The name of "baccalaureate" for a bachelor's degree shows a confusion with a supposed etymology from Latin bacca lauri (the laurel berry), which, though incorrect, involves the same idea.

===Poet laureate===

From the more general use of the term "poet laureate" arose its restriction in England to the office of the poet attached to the royal household, first held by Ben Jonson, for whom the position was, in its essentials, created by Charles I of England in 1617. Jonson's appointment does not seem to have been formally made as poet laureate, but his position was equivalent to that. The office was a development of the practice of earlier times, when minstrels and versifiers were part of the retinue of the King; it is recorded that Richard the Lionheart had a versificator regis (Gulielmus Peregrinus), and Henry III of England had a versificator (Master Henry); in the 15th century John Kay, also a versifier, described himself as Edward IV of England's "humble poet laureate." Moreover, the crown had shown its patronage in various ways; Chaucer had been given a pension and a perquisite of wine by Edward III of England, and Spenser a pension by Elizabeth I. W. Hamilton classes Chaucer, Gower, John Kay, Andrew Bernard, John Skelton, Robert Whittington, Richard Edwardes, Spenser and Samuel Daniel, as "volunteer Laureates."

Sir William Davenant succeeded Jonson in 1638, and the title of poet laureate was conferred by letters patent on John Dryden in 1670 two years after Davenant's death, coupled with a pension of £300 and a butt of Canary Islands wine. The post then became a regular institution, though the emoluments varied, Dryden's successors being T. Shadwell, who originated annual birthday and New Year odes; Nahum Tate; Nicholas Rowe; Laurence Eusden; Colley Cibber; William Whitehead; Thomas Warton; Henry James Pye; Robert Southey; William Wordsworth; Alfred Tennyson; and, four years after Tennyson's death, Alfred Austin. The office took on a new luster from the personal distinction of Southey, Wordsworth and Tennyson; it had fallen into contempt before Southey, and on Tennyson's death there was a considerable feeling that no possible successor was acceptable, William Morris and Algernon Charles Swinburne being hardly court poets. Eventually, however, the undesirability of breaking with tradition for temporary reasons, and thus severing the one official link between literature and the state, prevailed over the protests against following Tennyson by any one of inferior genius. Abolition was similarly advocated when Thomas Warton and William Wordsworth died. The poet laureate, being a court official, was considered responsible for producing formal and appropriate verses on birthdays and state occasions; but his activity in this respect has varied, according to circumstances, and the custom ceased to be obligatory after Pye's death. Wordsworth stipulated, before accepting the honor, that no formal effusions from him should be considered a necessity; but Tennyson was generally happy in his numerous poems of this class.
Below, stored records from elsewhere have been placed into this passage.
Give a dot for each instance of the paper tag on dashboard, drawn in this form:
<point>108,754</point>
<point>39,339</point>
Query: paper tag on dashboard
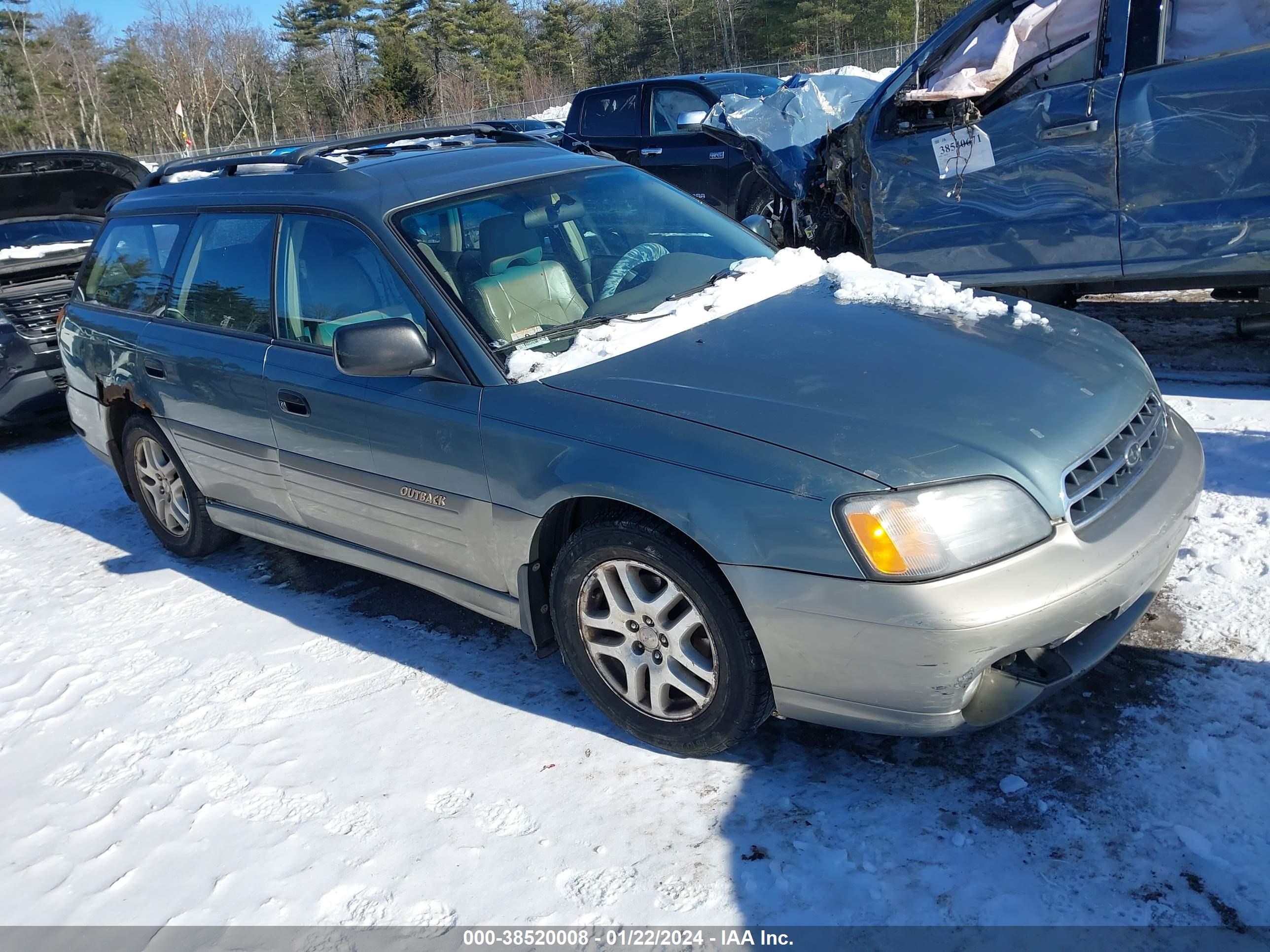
<point>963,151</point>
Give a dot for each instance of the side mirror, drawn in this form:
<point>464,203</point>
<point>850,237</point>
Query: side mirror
<point>759,225</point>
<point>393,347</point>
<point>691,122</point>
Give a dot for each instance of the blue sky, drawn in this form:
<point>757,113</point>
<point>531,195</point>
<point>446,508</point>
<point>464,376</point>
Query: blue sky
<point>117,14</point>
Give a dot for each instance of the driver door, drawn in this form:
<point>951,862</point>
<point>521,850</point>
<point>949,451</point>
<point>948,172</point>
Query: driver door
<point>391,464</point>
<point>1038,202</point>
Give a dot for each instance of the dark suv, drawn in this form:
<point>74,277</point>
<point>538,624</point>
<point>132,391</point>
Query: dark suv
<point>656,125</point>
<point>51,208</point>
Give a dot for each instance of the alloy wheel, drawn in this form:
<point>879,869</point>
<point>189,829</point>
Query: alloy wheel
<point>648,640</point>
<point>162,485</point>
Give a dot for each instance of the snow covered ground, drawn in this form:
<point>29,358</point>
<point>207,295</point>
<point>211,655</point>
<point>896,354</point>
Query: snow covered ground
<point>553,113</point>
<point>268,738</point>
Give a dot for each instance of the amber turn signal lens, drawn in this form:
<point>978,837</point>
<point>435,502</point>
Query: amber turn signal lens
<point>877,544</point>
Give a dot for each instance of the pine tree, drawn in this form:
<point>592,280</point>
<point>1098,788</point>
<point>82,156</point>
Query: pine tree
<point>497,37</point>
<point>559,46</point>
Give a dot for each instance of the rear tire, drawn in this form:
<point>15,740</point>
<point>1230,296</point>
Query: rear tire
<point>691,682</point>
<point>168,498</point>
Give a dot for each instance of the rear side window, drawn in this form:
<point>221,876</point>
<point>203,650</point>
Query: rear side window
<point>131,265</point>
<point>1198,28</point>
<point>225,273</point>
<point>332,274</point>
<point>611,115</point>
<point>669,103</point>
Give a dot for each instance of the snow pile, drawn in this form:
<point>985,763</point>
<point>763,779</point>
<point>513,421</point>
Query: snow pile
<point>757,280</point>
<point>556,113</point>
<point>876,75</point>
<point>22,253</point>
<point>188,175</point>
<point>859,281</point>
<point>1025,315</point>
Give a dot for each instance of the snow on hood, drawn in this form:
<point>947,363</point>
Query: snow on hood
<point>556,113</point>
<point>23,253</point>
<point>756,280</point>
<point>876,75</point>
The emoluments of the post have varied; Ben Jonson first received a pension of 100 marks, and later an annual "terse of Canary wine." To Pye an allowance of £27 was made, instead of the wine. Tennyson drew £72 a year from the Lord Chamberlain's department, and £27 from the Lord Steward's in lieu of the "butt of sack."

===Drag laureate===

D'Arcy Drollinger was appointed San Francisco’s first drag laureate in May 2023. The role consists of serving as an ambassador for San Francisco's LGBTQ+, arts, nightlife, and entertainment communities.

Pickle Drag Queen became West Hollywood's first drag laureate on International Drag Day, July 16, 2023.